Come cambiano i pagamenti Naspi per chi avvia un’impresa?

La normativa sulla disoccupazione ha subito un ulteriore ritocco con la legge di Bilancio (legge 199/2025). Chi percepisce la Naspi ha la possibilità di chiedere l’erogazione anticipata di tutte le somme spettanti se decide di avviare un’attività di lavoro autonomo o una società. Fino a poco tempo fa, l’Inps pagava l’intero importo in un’unica soluzione. Dal 2026, invece, le regole sono cambiate per garantire un monitoraggio più attento della nuova impresa.

L’erogazione dell’incentivo avviene ora in due tranche distinte (art. 1, comma 176, legge 199/2025). Questo significa che il lavoratore riceverà una parte della somma all’inizio della nuova attività e la parte rimanente dopo un certo periodo, a conferma che l’impresa sta effettivamente operando. Questo cambiamento mira a evitare che la richiesta di anticipazione venga usata solo come modo per incassare subito tutto il sussidio senza un reale progetto imprenditoriale. È un dettaglio fondamentale per chi, dopo aver perso il lavoro in modo involontario, decide di scommettere su se stesso aprendo una partita Iva. La procedura richiede sempre la presentazione di una domanda specifica entro 30 giorni dall’inizio dell’attività o dalla domanda di Naspi.

Quali sono i termini da rispettare per non perdere il sussidio?

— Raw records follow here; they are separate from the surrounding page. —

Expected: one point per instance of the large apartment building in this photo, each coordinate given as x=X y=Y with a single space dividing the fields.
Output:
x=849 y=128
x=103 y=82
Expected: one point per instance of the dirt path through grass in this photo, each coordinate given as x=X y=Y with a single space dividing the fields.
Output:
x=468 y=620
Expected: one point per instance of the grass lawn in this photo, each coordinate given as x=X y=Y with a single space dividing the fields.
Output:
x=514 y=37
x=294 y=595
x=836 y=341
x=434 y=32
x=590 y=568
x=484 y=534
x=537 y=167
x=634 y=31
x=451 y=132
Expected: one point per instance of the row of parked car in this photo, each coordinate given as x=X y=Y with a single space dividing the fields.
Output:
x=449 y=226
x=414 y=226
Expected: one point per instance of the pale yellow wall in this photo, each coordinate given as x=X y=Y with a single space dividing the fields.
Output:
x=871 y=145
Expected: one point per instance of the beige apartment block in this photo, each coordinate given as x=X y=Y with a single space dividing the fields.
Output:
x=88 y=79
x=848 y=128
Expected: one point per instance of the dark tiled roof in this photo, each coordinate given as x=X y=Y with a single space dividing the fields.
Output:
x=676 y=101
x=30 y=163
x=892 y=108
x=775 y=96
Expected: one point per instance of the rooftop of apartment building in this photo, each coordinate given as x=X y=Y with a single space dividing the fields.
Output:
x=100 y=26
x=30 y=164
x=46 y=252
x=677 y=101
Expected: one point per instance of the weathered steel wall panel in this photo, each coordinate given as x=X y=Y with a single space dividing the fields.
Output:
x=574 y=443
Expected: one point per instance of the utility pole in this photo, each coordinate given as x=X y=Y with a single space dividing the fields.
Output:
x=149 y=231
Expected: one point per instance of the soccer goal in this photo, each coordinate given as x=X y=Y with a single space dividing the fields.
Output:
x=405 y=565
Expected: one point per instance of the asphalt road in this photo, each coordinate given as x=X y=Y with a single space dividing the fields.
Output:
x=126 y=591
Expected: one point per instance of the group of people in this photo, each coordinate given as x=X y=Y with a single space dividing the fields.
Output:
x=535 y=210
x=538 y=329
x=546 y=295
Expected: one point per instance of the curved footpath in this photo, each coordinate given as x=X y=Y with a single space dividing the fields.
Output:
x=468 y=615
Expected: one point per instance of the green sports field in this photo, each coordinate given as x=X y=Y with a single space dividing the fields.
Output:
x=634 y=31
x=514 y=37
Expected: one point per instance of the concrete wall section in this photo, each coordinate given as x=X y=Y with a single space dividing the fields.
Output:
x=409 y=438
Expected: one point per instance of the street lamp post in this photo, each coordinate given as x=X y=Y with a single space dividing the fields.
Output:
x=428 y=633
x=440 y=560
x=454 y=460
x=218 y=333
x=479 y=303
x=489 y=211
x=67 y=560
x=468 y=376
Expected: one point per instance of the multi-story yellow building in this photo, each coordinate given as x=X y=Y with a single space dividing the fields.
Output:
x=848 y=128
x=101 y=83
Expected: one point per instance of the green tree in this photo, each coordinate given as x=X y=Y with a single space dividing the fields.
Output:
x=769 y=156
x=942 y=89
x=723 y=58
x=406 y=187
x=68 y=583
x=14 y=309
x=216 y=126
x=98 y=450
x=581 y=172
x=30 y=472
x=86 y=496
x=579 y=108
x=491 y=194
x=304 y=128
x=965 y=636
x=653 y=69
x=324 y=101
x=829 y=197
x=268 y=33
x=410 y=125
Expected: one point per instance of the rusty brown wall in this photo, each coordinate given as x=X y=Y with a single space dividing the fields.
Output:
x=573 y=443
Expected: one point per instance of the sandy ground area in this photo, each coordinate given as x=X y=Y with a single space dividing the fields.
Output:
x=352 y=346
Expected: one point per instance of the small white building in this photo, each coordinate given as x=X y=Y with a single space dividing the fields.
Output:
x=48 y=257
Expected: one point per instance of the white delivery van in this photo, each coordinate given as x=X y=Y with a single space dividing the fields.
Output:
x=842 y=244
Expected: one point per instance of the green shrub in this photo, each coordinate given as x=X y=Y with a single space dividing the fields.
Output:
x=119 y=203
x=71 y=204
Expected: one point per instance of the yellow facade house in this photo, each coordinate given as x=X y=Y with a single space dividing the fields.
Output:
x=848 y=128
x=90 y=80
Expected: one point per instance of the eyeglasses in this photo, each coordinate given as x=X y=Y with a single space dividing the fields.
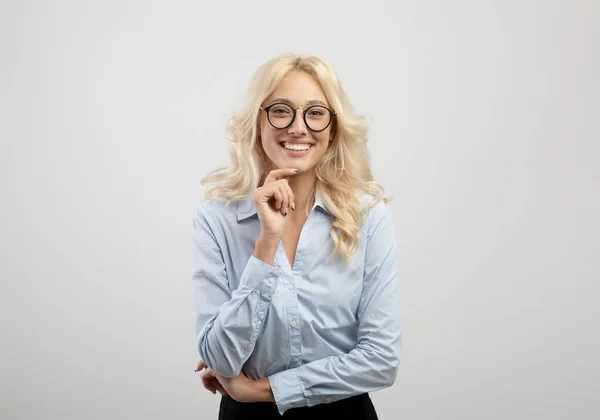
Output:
x=281 y=115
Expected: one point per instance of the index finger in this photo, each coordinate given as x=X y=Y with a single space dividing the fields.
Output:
x=201 y=365
x=276 y=174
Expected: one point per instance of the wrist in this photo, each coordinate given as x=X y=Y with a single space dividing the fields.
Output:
x=265 y=248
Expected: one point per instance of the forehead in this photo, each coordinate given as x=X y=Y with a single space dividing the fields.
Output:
x=299 y=88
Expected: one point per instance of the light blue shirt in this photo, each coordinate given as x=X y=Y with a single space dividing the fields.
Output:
x=320 y=331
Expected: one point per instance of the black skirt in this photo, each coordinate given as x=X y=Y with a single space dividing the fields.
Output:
x=358 y=407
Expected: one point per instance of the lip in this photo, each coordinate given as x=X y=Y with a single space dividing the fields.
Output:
x=296 y=153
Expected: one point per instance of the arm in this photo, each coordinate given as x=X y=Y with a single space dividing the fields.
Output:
x=227 y=323
x=373 y=364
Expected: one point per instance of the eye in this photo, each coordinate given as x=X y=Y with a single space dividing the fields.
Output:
x=316 y=112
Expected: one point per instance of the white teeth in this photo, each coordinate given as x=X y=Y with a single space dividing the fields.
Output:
x=296 y=146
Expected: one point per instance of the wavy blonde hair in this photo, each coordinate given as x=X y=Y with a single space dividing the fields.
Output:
x=344 y=172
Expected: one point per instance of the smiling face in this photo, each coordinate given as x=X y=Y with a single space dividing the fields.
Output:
x=295 y=146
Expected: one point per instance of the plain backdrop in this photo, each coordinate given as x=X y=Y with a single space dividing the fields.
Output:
x=484 y=128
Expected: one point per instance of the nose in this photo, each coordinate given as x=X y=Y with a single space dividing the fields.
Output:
x=298 y=126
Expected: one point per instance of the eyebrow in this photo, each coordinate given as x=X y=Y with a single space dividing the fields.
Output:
x=287 y=101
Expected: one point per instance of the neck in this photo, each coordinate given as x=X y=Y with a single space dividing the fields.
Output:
x=303 y=186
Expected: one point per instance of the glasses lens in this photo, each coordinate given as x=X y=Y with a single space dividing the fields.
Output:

La tempestività è tutto quando si parla di ammortizzatori sociali. Per non incorrere nella decadenza dal diritto, il lavoratore licenziato deve presentare la domanda di Naspi entro 68 giorni dalla data di cessazione del rapporto di lavoro. Se l’invio avviene nei primi 8 giorni, l’assegno decorre quasi immediatamente. Se si aspetta oltre l’ottavo giorno, la prestazione parte dal giorno successivo alla presentazione della domanda.

Oltre ai tempi, bisogna fare attenzione ai requisiti previsti dalla legge (Dlgs 151/2015):

  • aver perso il lavoro involontariamente (quindi non per dimissioni ordinarie);

  • avere almeno 13 settimane di contributi versati nei quattro anni precedenti;

  • aver reso la dichiarazione di immediata disponibilità al lavoro (Did) presso il Centro per l’impiego;

  • partecipare attivamente ai percorsi di ricollocazione professionale organizzati dalle Regioni.

L’assenza ingiustificata che porta alle dimissioni per fatti concludenti rompe il primo di questi requisiti. Per questo motivo, il consiglio pratico è quello di non lasciare mai il posto di lavoro “nel silenzio”, pensando che l’azienda sia obbligata a licenziare. Oggi le aziende hanno uno strumento legale per chiudere il contratto senza costi e senza dare al lavoratore l’accesso ai sussidi pubblici.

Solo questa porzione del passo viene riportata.